Bell Atlantic and AirTouch confirmed over the weekend that they are discussing a possible stock merger, valued at close to $45 billion. Any such deal would follow close on the heels of Bell Atlantic's proposed merger, initially estimated to be worth some $53 billion, with GTE.
Analysts say that even though both deals would be stock transactions, thereby having little effect on the company's daily financial operations, the two huge mergers will be a challenging bite for Bell Atlantic to swallow.
"Any time you try to digest even one large merger, you spread your resources thin," said Douglas Christopher, a financial analyst with Crowell Weedon.
According to weekend reports, executives from Bell Atlantic and AirTouch are putting the final touches on a stock swap deal that would bring the wireless company's operations under the Bell Atlantic corporate umbrella.

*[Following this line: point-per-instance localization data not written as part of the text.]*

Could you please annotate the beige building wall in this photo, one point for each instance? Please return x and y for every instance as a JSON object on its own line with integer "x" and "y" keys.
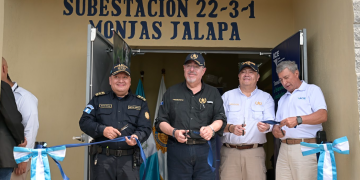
{"x": 331, "y": 61}
{"x": 46, "y": 53}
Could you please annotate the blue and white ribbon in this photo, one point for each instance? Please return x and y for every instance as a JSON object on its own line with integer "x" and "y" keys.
{"x": 326, "y": 164}
{"x": 40, "y": 169}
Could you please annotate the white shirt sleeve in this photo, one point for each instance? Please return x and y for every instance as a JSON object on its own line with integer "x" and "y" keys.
{"x": 269, "y": 112}
{"x": 278, "y": 116}
{"x": 317, "y": 100}
{"x": 29, "y": 111}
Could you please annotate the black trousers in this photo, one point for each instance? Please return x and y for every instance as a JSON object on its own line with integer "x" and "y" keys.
{"x": 115, "y": 168}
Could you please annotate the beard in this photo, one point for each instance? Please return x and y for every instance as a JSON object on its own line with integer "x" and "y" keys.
{"x": 191, "y": 79}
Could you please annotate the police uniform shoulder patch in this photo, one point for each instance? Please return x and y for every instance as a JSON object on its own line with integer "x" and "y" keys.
{"x": 140, "y": 97}
{"x": 100, "y": 93}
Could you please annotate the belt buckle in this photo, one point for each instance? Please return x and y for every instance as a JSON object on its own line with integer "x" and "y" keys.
{"x": 118, "y": 153}
{"x": 189, "y": 141}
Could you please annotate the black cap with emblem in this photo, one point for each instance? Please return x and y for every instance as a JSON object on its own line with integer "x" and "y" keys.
{"x": 250, "y": 64}
{"x": 120, "y": 68}
{"x": 196, "y": 57}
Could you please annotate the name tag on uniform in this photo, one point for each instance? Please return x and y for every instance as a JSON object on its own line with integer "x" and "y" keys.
{"x": 134, "y": 107}
{"x": 105, "y": 105}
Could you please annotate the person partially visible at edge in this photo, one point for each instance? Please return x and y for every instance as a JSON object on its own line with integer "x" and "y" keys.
{"x": 27, "y": 105}
{"x": 11, "y": 129}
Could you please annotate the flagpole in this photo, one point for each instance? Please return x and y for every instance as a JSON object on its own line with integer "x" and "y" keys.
{"x": 142, "y": 75}
{"x": 163, "y": 73}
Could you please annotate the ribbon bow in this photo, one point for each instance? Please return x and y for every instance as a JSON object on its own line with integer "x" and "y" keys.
{"x": 40, "y": 166}
{"x": 326, "y": 164}
{"x": 40, "y": 169}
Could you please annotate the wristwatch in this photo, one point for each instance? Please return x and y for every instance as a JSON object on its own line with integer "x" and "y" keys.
{"x": 299, "y": 120}
{"x": 213, "y": 131}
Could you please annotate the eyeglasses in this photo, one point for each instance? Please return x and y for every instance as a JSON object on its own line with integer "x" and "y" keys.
{"x": 189, "y": 66}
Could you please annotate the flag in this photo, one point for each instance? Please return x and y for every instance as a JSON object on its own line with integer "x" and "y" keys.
{"x": 152, "y": 162}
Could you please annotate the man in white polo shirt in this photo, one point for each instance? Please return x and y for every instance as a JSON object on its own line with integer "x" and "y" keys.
{"x": 242, "y": 156}
{"x": 301, "y": 110}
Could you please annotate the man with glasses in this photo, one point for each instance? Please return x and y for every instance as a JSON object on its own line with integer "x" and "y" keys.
{"x": 242, "y": 154}
{"x": 191, "y": 113}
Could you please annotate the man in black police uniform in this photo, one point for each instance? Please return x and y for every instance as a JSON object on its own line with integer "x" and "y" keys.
{"x": 191, "y": 114}
{"x": 105, "y": 117}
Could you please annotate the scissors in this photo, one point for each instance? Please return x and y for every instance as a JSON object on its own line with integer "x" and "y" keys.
{"x": 123, "y": 128}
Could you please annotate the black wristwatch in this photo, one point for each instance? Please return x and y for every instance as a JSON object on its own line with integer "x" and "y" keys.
{"x": 299, "y": 120}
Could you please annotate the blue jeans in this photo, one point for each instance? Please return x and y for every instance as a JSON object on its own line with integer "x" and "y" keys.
{"x": 189, "y": 162}
{"x": 5, "y": 173}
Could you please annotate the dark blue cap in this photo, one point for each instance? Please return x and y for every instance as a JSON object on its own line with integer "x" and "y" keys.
{"x": 120, "y": 68}
{"x": 197, "y": 58}
{"x": 250, "y": 64}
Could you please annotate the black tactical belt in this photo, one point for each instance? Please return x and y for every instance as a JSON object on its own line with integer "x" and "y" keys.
{"x": 117, "y": 153}
{"x": 195, "y": 141}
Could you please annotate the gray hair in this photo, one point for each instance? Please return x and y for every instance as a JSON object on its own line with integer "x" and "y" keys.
{"x": 291, "y": 65}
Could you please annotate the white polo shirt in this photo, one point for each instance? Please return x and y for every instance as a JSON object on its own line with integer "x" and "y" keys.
{"x": 241, "y": 109}
{"x": 27, "y": 105}
{"x": 305, "y": 100}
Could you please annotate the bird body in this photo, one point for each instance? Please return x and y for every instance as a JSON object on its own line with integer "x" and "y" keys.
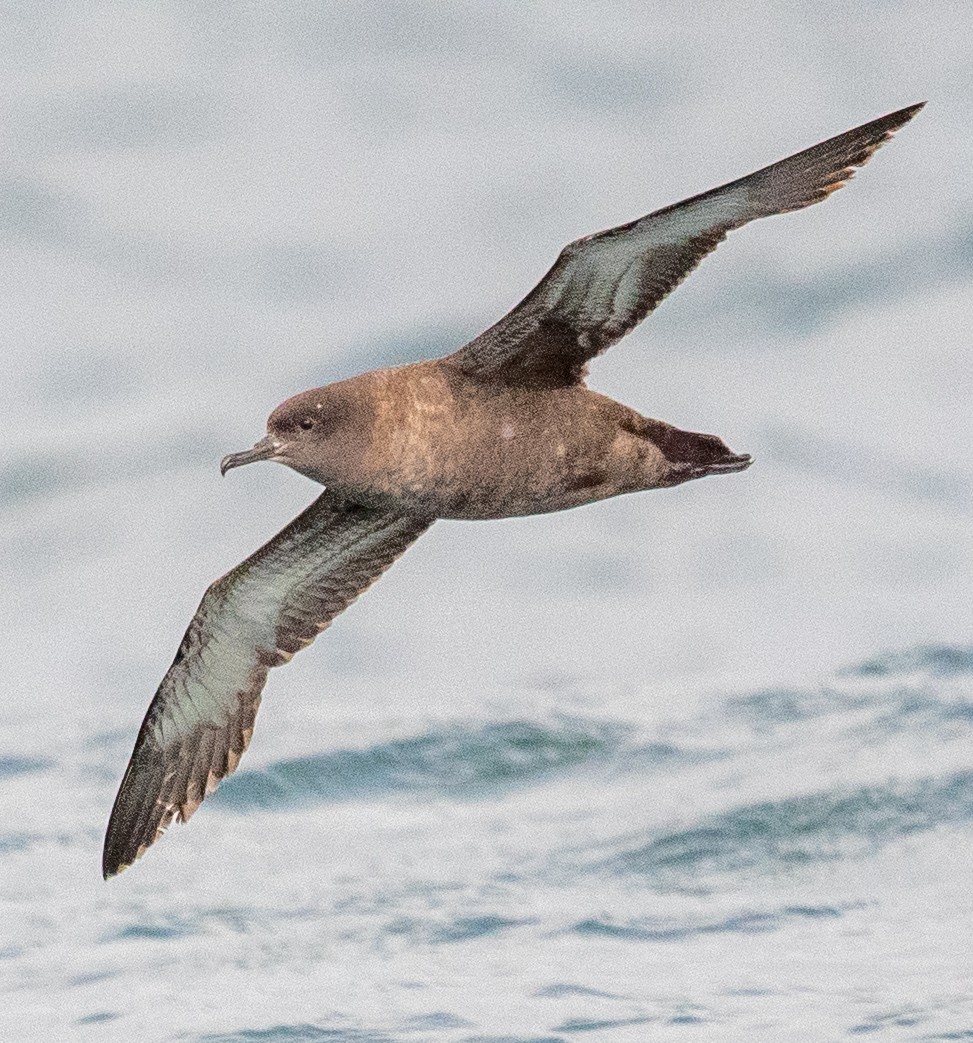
{"x": 436, "y": 442}
{"x": 506, "y": 426}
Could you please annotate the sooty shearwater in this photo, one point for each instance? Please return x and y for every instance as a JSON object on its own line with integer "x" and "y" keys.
{"x": 504, "y": 427}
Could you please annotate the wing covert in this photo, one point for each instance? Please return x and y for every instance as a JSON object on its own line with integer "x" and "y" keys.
{"x": 254, "y": 617}
{"x": 602, "y": 286}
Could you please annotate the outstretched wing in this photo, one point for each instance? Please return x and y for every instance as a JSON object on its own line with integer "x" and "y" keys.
{"x": 254, "y": 617}
{"x": 603, "y": 286}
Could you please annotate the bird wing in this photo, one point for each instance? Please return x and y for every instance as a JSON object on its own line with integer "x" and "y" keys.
{"x": 602, "y": 286}
{"x": 253, "y": 617}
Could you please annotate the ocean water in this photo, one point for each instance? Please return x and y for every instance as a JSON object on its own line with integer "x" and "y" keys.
{"x": 684, "y": 766}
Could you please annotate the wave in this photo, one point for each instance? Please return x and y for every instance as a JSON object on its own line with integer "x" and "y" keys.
{"x": 458, "y": 761}
{"x": 938, "y": 660}
{"x": 774, "y": 835}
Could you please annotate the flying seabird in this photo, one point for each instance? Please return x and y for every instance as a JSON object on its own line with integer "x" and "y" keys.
{"x": 504, "y": 427}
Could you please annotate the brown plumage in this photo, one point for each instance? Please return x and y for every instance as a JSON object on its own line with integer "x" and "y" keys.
{"x": 503, "y": 427}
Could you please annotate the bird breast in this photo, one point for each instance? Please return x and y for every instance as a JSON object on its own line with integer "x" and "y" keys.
{"x": 444, "y": 446}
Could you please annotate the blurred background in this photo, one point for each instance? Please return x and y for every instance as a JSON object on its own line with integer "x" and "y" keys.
{"x": 682, "y": 763}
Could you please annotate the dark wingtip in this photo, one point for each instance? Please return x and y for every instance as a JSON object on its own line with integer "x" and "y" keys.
{"x": 902, "y": 116}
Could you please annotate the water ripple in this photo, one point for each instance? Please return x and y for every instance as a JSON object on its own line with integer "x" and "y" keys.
{"x": 787, "y": 833}
{"x": 456, "y": 761}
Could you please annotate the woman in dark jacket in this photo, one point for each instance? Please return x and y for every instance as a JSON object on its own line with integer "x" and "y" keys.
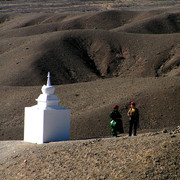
{"x": 116, "y": 121}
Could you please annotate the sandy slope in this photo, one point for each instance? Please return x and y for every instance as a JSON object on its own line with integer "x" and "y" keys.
{"x": 147, "y": 156}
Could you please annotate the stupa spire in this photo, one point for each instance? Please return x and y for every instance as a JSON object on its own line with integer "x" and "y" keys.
{"x": 48, "y": 79}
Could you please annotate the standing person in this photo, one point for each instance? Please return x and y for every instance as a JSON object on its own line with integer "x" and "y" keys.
{"x": 116, "y": 121}
{"x": 133, "y": 114}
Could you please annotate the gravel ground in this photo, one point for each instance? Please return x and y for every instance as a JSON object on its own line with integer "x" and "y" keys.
{"x": 146, "y": 156}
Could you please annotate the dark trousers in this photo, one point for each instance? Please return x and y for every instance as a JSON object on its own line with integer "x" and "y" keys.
{"x": 132, "y": 126}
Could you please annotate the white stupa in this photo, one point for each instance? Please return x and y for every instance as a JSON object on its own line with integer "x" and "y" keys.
{"x": 46, "y": 121}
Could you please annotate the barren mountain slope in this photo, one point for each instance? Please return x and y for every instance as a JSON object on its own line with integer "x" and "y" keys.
{"x": 117, "y": 52}
{"x": 147, "y": 156}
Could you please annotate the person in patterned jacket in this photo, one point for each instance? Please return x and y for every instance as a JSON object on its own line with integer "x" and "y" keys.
{"x": 133, "y": 115}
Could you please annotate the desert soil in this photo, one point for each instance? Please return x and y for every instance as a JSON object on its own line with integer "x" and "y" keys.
{"x": 146, "y": 156}
{"x": 99, "y": 53}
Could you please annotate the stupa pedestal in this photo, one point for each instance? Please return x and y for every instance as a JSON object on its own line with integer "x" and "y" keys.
{"x": 46, "y": 121}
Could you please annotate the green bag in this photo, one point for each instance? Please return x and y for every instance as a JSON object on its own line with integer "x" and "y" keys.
{"x": 112, "y": 123}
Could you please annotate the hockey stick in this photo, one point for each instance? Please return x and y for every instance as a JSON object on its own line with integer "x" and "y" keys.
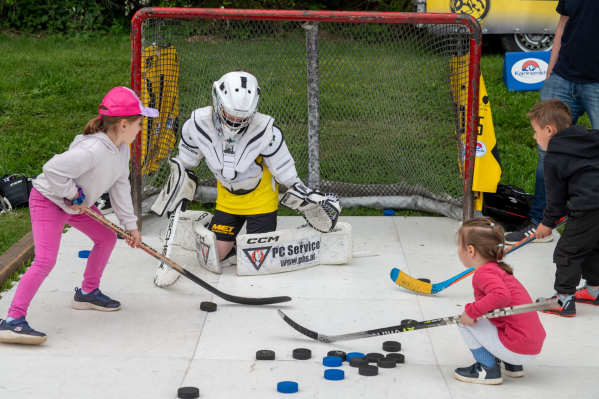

Analysts said the deal--in the abstract--would make sense for a number of reasons. Bell Atlantic has been struggling to keep pace with AT&T, the current leader in the wireless market, but has been unable to compete with the long distance company's nationwide service plan. Acquiring AirTouch would give the Baby Bell a national footprint and give it the largest wireless subscriber base in the United States.
From a consumer perspective, a merger between AirTouch and Bell Atlantic would likely help drive prices down, and perhaps speed the migration of long distance customers to wireless services.
AT&T's Digital One Rate plan, which treats any call inside the company's nationwide service area as a local call, has proven to be enormously successful with consumers. After a merger with AirTouch, Bell Atlantic would have the national network to create its own competing plan.
The deal also could help boost the Baby Bell's move towards advanced data technologies, by giving the company an infrastructure for nationwide wireless access to its Internet services. AirTouch does not currently offer wireless Net services, however.
Bell Atlantic and AirTouch already jointly operate a PCS (personal communications services) wireless company called PrimeCo Communications, with service areas scattered across the country. The two companies' own cellular operations also conduct joint equipment purchase negotiations and develop technical and service standards together.
AirTouch was spun out of Pacific Bell, another Bell operating company, in 1994, making its assimilation by Bell Atlantic a relatively easily prospect. And finally, analysts say that there would be few regulatory hurdles, such as those that still await the GTE merger, since no cellular company can have a monopoly in any market.
Despite these advantages, some analysts say that Bell Atlantic risks diluting its earnings per share, as the company will have to issue more stock by engaging in two such enormous mergers at the same time.
"There could be significant dilution of earnings in the near term," said Michael Balhoff, a financial analyst with the Legg Mason Precursor Group.
Much of the effect on the company's ability to maintain its earnings growth will depend on the final price of the deals, and on any savings to the company as a result of the transactions, Balhoff added. These savings could come as possible cuts to national advertising expenditures, any overlap in management structures, or simply by stimulating revenue for one or both of the companies.
Balhoff said that the companies would have to find close to $2 billion of this kind of savings or increased revenue by 2001 just to break even on an earnings-per-share basis. "It's going to be a stretch," he said.
Other analysts agreed that integrating the three companies at a time of considerable change in the telecommunications industry, while still keeping earnings strong in the near-term, would be a difficult task.
"They'll have wonderful nationwide coverage, but they'll have to make their capital extremely productive," Christopher said. "They've got a lot of different cultures to deal with."
One analyst downgraded Bell Atlantic's stock today, but said it was part of a broader look at the whole telecom sector.
"The sector has had very strong stock performance, and the stocks are trading near the high end of their historic trading basis," said CIBC Oppenheimer analyst Timothy Horan. The downgrade was a near-term decision, he said, adding that he expected the stocks to outperform the market later in 1999.
Bell Atlantic's stock fell nearly a point to 53.063 in afternoon trading, while AirTouch shares were down more than 2 points to 69.875.